It's going to take a lot of imported spices and artificial flavorings to cover up the smell of accounting irregularities at McCormick & Co.
The Baltimore spice company admitted a week ago that someone had been cooking the books, puffing up McCormick's profits like an angel food cake.
When all the air was squeezed out, it developed that McCormick earned $13.2 million in 1980, not the $14.8 million the company initially reported. Profits in 1977, 1978 and 1979 were inflated as well, to the tune of another $2.5 million.
McCormick describes the matter as "certain improper accounting practices," but two McCormick stockholders call it fraud. On Wednesday they sued the company, its top executives and auditors, accusing them of violating federal securities laws. cCormick blames the stink on misguided attempts of the company's grocery products division (GPD) to meet unrealistic profit goals set by corporate higher-ups and "a team spirit at GPD which led persons to participate in practices which they knew to be wrong."
Repentant McCormick officials assured the Securities and Exchange Commission that its employes "said they were relieved that the practices were ended."
Trying to head off an SEC investigation, McCormick voluntarily disclosed the hanky-panky before it got caught. Whether the SEC will settle for what McCormick has done remains to be seen.
The company hired lawyers from the Washington office of Morgan Lewis & Bockius of Philadelphia as special counsel to investigate. What the special counsel found was a recipe for fudging the finances:
* Profits were inflated by delaying expenses from one quarter to the next, through "improper accounting practices" that included using "fictitious" forms and "altered invoices." The company's advertising agency helped by holding up bills to McCormick.
* Sales were inflated by counting as "sold" goods that had been taken off the shelves in the warehouse but not yet shipped. To create a little extra volume on the last day of the quarter, the warehouse crew worked past midnight, pulling stock off the shelves and counting it as part of the previous day's sales. Trucking companies cooperated by picking up goods so they could be counted as sold, then holding them for delivery later. "In other instances, dates on shipping documents were reportedly altered."
* Black pepper inventories were manipulated at the end of the year by switching contracts for future pepper delivery, postdating invoices or simply not counting pepper as inventory when it should have been counted.

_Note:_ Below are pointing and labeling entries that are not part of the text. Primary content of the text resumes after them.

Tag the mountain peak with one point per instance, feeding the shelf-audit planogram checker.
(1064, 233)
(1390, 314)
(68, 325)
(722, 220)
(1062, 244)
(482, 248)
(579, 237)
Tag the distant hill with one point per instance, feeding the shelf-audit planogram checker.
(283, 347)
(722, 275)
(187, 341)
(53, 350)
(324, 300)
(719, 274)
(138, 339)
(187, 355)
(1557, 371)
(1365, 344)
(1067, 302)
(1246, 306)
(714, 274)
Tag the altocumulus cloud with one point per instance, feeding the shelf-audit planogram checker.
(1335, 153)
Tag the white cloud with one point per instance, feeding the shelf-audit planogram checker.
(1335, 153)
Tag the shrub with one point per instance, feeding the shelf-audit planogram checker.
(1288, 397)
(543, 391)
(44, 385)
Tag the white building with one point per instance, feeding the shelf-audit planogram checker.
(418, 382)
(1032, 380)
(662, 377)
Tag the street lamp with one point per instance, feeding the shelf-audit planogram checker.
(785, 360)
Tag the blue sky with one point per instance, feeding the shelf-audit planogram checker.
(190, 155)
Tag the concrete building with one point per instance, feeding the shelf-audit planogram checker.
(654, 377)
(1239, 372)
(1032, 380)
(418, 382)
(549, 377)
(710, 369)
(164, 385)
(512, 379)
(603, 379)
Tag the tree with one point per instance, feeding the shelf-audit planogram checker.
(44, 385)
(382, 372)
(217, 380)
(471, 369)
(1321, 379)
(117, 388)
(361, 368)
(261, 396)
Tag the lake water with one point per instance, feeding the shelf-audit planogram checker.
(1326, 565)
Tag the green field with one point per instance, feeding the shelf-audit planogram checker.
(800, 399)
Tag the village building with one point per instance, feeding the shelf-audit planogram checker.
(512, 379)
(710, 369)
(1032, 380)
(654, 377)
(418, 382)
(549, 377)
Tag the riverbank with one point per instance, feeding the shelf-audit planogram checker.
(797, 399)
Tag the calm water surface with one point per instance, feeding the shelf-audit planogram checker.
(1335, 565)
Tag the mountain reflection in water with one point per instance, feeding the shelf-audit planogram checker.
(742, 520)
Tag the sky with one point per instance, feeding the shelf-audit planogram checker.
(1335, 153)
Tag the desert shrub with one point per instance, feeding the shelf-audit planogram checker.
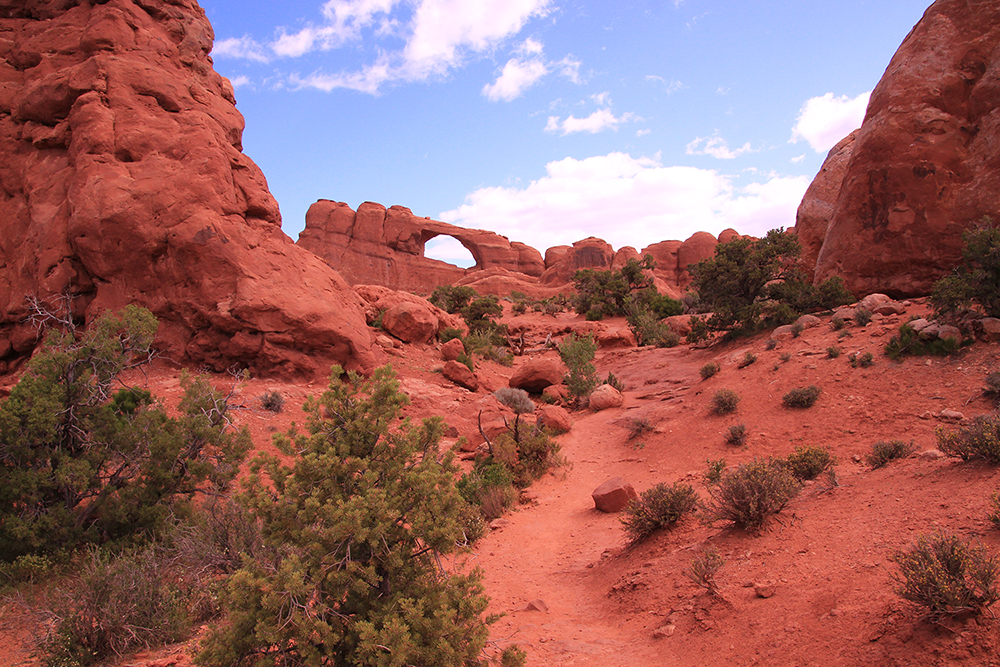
(577, 352)
(808, 462)
(81, 463)
(725, 401)
(709, 369)
(748, 495)
(703, 569)
(975, 285)
(908, 342)
(714, 469)
(359, 514)
(272, 401)
(947, 576)
(613, 380)
(885, 451)
(449, 333)
(120, 603)
(657, 508)
(979, 438)
(452, 298)
(737, 435)
(801, 397)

McCormick Chairman Harry K. Wells insists the company has "taken and will continue to take action not only to correct the problems, but also to make sure they will not occur again."
Added Wells: "There is no indication that the participants in the practices believed that the manner in which they were acting was other than in the best interest of the company."

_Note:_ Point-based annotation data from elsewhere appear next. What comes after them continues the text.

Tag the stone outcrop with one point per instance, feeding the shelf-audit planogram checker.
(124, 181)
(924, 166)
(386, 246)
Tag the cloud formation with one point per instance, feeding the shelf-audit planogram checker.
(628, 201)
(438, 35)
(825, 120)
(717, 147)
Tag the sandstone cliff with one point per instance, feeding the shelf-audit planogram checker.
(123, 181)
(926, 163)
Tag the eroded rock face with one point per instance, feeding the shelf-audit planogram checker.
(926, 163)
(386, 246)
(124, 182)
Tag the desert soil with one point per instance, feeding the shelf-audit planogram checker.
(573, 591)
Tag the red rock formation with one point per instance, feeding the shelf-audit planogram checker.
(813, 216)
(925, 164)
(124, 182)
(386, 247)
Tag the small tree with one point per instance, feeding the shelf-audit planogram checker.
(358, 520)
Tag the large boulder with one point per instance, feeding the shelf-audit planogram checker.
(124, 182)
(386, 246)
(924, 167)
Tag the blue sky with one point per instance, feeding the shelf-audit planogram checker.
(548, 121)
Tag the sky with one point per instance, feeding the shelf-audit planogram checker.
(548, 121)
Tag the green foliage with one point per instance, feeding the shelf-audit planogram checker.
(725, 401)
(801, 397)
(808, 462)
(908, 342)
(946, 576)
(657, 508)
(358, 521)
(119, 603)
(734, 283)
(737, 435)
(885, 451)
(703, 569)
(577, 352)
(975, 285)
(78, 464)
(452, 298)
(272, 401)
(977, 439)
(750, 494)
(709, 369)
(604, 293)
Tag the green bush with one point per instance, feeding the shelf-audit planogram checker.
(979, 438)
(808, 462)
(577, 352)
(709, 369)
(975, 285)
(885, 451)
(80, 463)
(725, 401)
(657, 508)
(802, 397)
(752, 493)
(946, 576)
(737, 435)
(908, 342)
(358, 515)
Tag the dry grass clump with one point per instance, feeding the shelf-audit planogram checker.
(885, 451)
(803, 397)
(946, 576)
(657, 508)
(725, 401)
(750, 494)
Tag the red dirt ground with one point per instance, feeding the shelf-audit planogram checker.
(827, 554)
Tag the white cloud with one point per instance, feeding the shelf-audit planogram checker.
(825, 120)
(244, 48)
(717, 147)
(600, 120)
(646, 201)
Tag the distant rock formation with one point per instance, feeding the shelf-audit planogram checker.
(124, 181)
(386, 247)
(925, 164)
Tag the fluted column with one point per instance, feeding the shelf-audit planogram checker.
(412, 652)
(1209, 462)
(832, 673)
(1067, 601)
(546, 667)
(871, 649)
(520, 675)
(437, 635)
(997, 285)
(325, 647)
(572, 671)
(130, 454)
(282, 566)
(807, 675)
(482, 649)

That "best interests of the company" business is pretty hard to swallow, considering what the incident has cost McCormick in credibility and what it could very well cost in cash if the stockholders win their lawsuits against the company.

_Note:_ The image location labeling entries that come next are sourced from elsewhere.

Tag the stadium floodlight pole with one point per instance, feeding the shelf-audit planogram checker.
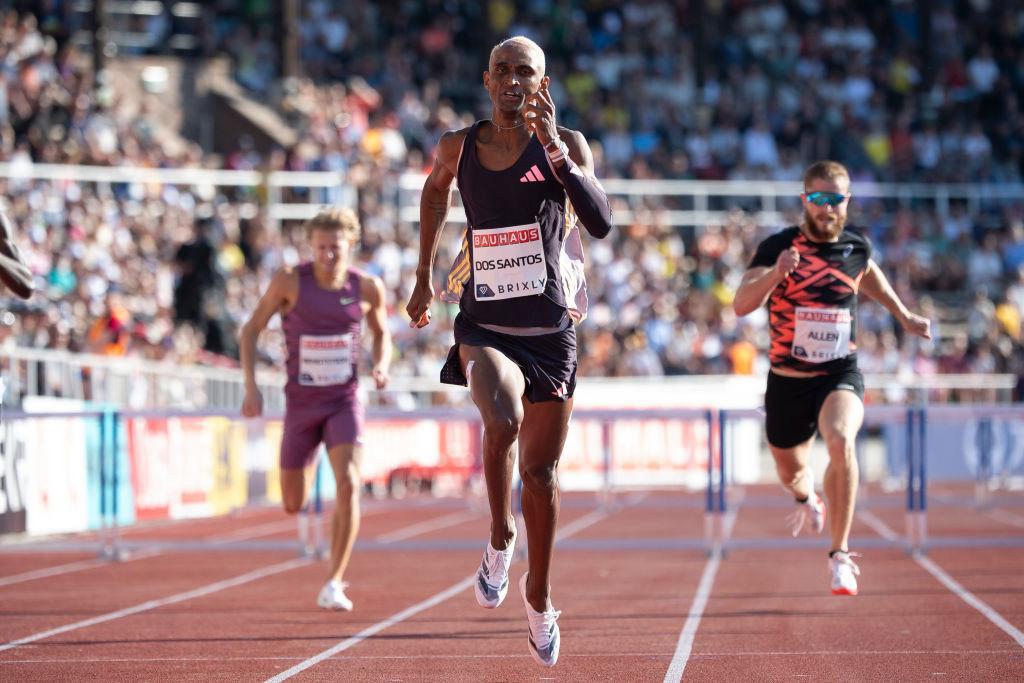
(288, 38)
(99, 40)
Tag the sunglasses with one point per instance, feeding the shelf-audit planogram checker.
(826, 199)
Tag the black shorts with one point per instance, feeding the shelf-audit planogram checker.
(548, 361)
(793, 403)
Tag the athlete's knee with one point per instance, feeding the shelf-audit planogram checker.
(348, 482)
(791, 476)
(292, 504)
(503, 428)
(841, 445)
(542, 476)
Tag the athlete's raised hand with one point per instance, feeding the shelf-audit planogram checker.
(916, 325)
(786, 262)
(419, 303)
(540, 115)
(252, 404)
(380, 376)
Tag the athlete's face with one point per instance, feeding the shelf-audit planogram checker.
(824, 211)
(515, 72)
(331, 249)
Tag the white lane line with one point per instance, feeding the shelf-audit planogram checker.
(954, 587)
(971, 599)
(428, 525)
(462, 656)
(452, 591)
(268, 528)
(82, 565)
(161, 602)
(684, 645)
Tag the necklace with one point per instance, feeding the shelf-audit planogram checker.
(495, 124)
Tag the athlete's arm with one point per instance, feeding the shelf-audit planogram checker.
(759, 282)
(582, 186)
(279, 293)
(574, 169)
(373, 293)
(13, 271)
(876, 285)
(434, 204)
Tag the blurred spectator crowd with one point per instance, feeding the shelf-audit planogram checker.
(170, 272)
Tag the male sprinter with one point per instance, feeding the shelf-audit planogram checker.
(809, 275)
(523, 181)
(323, 305)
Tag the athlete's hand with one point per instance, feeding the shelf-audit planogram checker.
(419, 304)
(380, 376)
(786, 262)
(916, 325)
(252, 404)
(540, 115)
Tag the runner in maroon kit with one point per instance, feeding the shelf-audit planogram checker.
(323, 305)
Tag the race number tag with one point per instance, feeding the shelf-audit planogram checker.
(508, 262)
(821, 334)
(325, 359)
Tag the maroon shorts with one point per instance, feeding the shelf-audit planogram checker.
(306, 427)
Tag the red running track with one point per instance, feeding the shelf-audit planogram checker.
(638, 600)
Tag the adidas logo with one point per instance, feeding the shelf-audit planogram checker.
(532, 175)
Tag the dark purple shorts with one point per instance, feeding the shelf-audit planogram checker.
(305, 427)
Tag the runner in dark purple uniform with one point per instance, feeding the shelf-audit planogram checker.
(323, 305)
(525, 182)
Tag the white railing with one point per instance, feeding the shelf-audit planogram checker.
(333, 188)
(713, 202)
(135, 383)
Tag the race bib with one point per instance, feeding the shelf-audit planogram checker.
(508, 262)
(821, 334)
(325, 359)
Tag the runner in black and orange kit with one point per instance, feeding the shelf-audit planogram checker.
(810, 276)
(518, 280)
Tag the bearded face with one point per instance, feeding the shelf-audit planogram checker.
(823, 226)
(825, 203)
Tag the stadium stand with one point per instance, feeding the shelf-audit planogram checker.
(780, 83)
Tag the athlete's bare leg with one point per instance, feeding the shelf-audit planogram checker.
(791, 464)
(345, 460)
(839, 422)
(295, 485)
(497, 385)
(545, 426)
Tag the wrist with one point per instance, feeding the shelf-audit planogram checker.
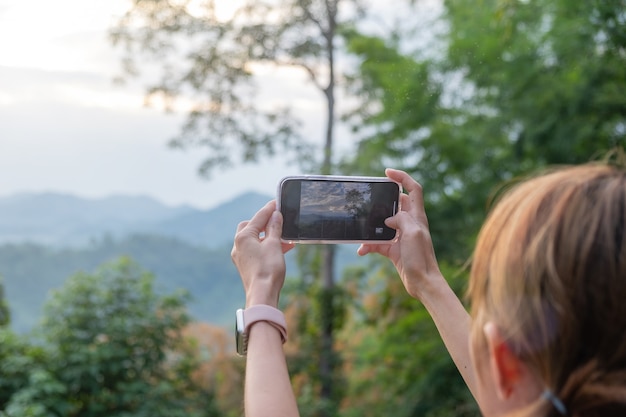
(262, 293)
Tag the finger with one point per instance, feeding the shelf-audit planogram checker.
(274, 227)
(414, 204)
(259, 221)
(242, 225)
(286, 247)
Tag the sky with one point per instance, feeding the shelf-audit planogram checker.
(66, 127)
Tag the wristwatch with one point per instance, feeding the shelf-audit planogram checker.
(246, 318)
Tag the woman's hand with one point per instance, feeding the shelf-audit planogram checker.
(258, 254)
(412, 254)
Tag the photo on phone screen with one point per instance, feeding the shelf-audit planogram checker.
(337, 209)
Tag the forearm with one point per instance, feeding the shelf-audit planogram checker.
(453, 323)
(268, 391)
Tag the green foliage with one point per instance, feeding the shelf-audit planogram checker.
(113, 347)
(31, 270)
(400, 366)
(520, 85)
(5, 313)
(553, 72)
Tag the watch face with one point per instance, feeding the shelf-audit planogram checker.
(239, 333)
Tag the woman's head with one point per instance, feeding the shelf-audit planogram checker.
(549, 270)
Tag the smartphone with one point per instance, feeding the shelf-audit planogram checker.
(337, 209)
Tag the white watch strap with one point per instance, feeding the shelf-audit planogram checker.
(262, 312)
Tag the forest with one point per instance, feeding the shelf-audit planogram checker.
(513, 88)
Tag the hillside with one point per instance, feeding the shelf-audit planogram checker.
(44, 239)
(64, 220)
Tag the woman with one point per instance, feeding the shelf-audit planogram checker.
(547, 332)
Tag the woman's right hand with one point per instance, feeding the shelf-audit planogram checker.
(412, 253)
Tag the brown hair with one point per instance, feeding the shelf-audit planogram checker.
(549, 269)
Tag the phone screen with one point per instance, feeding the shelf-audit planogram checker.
(337, 209)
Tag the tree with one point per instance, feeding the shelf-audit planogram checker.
(5, 313)
(113, 348)
(521, 85)
(209, 58)
(518, 86)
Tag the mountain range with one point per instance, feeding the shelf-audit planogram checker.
(47, 237)
(62, 220)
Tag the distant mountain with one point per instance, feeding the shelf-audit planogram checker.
(65, 220)
(45, 238)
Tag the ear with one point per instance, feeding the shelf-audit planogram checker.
(506, 368)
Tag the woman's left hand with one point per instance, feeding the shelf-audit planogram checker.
(258, 254)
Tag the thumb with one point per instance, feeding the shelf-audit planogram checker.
(275, 225)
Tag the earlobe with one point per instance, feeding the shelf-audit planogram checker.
(505, 367)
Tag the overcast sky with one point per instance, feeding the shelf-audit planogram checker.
(66, 127)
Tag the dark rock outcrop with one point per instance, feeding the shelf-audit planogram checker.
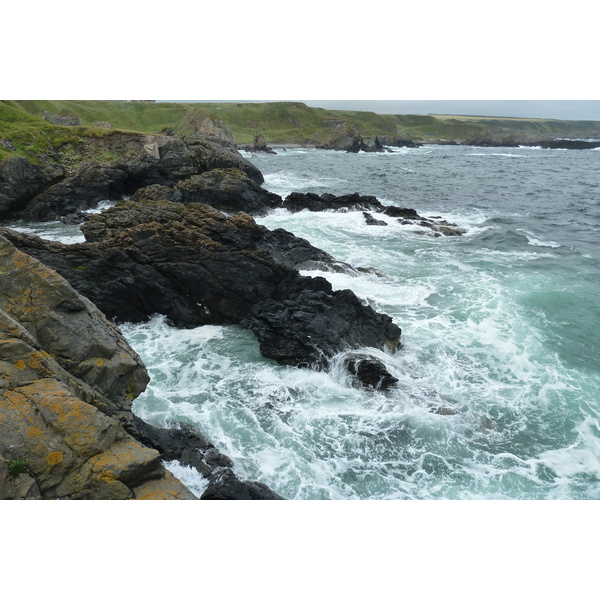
(296, 201)
(259, 145)
(196, 266)
(35, 194)
(67, 381)
(435, 226)
(20, 181)
(371, 220)
(184, 444)
(229, 190)
(370, 372)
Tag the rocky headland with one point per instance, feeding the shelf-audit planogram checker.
(184, 245)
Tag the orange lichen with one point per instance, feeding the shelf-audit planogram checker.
(34, 431)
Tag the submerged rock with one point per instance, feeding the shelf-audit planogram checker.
(197, 266)
(370, 372)
(34, 193)
(184, 444)
(296, 202)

Even if the company wins the lawsuits, McCormick stockholders will have to bear the cost of defending the executives as well as pick up the tab for Morgan Lewis & Bockius as special counsel.
The official McCormick version of the events sounds a lot like the sort of "modified limited hang-out" once advocated in the bunker of the Nixon White House: put the best face possible on events, find someone to blame, promise never to do it again, and hope it all goes away.
Most of the blame has been directed at Grocery Products Division vice president David B. Michels, who the special counsel said "was involved in and knew of many and should have known of all of the improper practices." For that, Michels was bumped off the board of directors, but allowed to keep his $144,000 a year job. "He is a very valuable employe," explained another McCormick executive.
No action been taken against any of several other McCormick executives who Morgan Lewis & Bockius said had "some information at various times during the period investigated which should have prompted them to make some further inquiry."
Those executives include McCormick President Hillsman V. Wilson; Donald W. Dick Jr., VP and treasurer; Richard I. Pulse, controller, and James J. Harrison Jr., corporate secretary.
As in Watergate, the issue of who is responsible for corporate wrongdoing boils down to one question: "What did he know and when did he know it?"
Here is what McCormick's own report to the SEC has to say about that:
Wilson, Dick and Pulse "had sufficient information to require further inquiry into the accounting practices at GPD (Grocery Products Division)."
Wilson and Harrison "had knowledge of the fictitious nature" of the invoices used in the grocery products division and "although they did not believe that these forms were being used for accounting purposes, they should have known so."
Wilson "knew about the exchange of contracts in order to manage black pepper inventory and believed that there was nothing improper from an accounting standpoint with respect to that practice. Special counsel concluded that this belief was honestly held, although erroneous."
All in all, not exactly a ringing endorsement of the vigilance and sophistication of McCormick's management.
The company president, paid almost $250,000 a year, says he didn't know enough about accounting to realize his company was not playing by the rules. The president and the corporate secretary knew that phony records were being kept but figured there was nothing wrong with it. The president, the treasurer and the controller were all too naive to spot the danger signals from the grocery division. And the auditors, Deloitte Haskins and Sells, certified the results to be in accordance with "generally accepted accounting principles."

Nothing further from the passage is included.